Why does this matter? Because I want real life to be the first picture. But it’s not, my real life is messy and busy. It is exhausting. I have 3 kids, 2 dogs, 1 husband and a full time job. My daily reality is unfiltered and unedited. I like to show the “pretty” and that’s okay! It’s also okay to say, “this is it—my life unedited.” That does not mean I pour out my crazy or the crazy of my kids for everyone to see and read about. What it means is that I accept the fact that almost every “perfect picture” is a filtered view of the reality going in around it. What most people put out there is “cropped” and “colored” and probably the 52nd picture taken because none of the first 51 were acceptable. I have to make sure that I don’t fall into the trap of measuring my actual life against someone else’s perfectly edited picture.
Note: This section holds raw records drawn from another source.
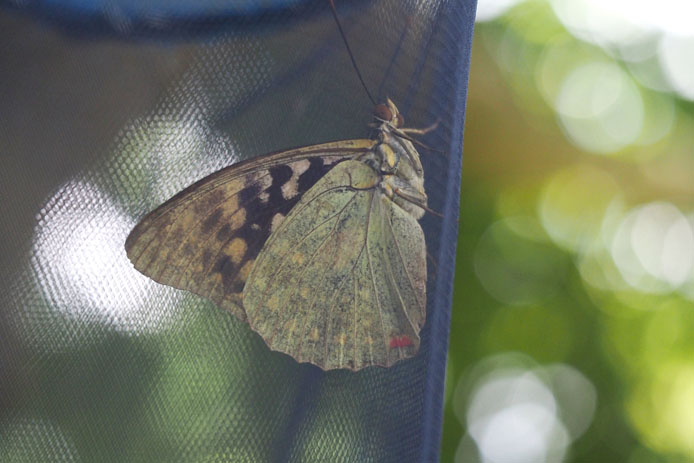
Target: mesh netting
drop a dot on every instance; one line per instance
(102, 120)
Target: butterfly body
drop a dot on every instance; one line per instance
(317, 248)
Sweet friends waiting for Christmas to be magically merry and bright, take a breath. Jesus didn’t come to earth to save the “filtered and edited.” He came to meet us right where we are—laundry on the couch and all. Think about the first Christmas. Joseph was probably a wreck. He had one job when he got to town—find a place for his pregnant wife to rest—and there is no room anywhere. So, while breathtaking angels were singing their glorious hallelujahs creating a picture perfect scene, Mary was in an old barn surrounded by dirt and animals. She had been riding a donkey all day. She was in labor giving birth to a baby on a pile of hay. She didn’t even have a real bed or baby clothes for her infant son. Talk about unfiltered….the awesome reality is that it wasn’t the picture perfect angels who changed the world that night. It was the Baby born in the barn that we might have (unfiltered) abundant life. Enjoy those “angel moments”! They are wonderful. Just don’t underestimate the power of the “barn moments” because that is where you will find Jesus.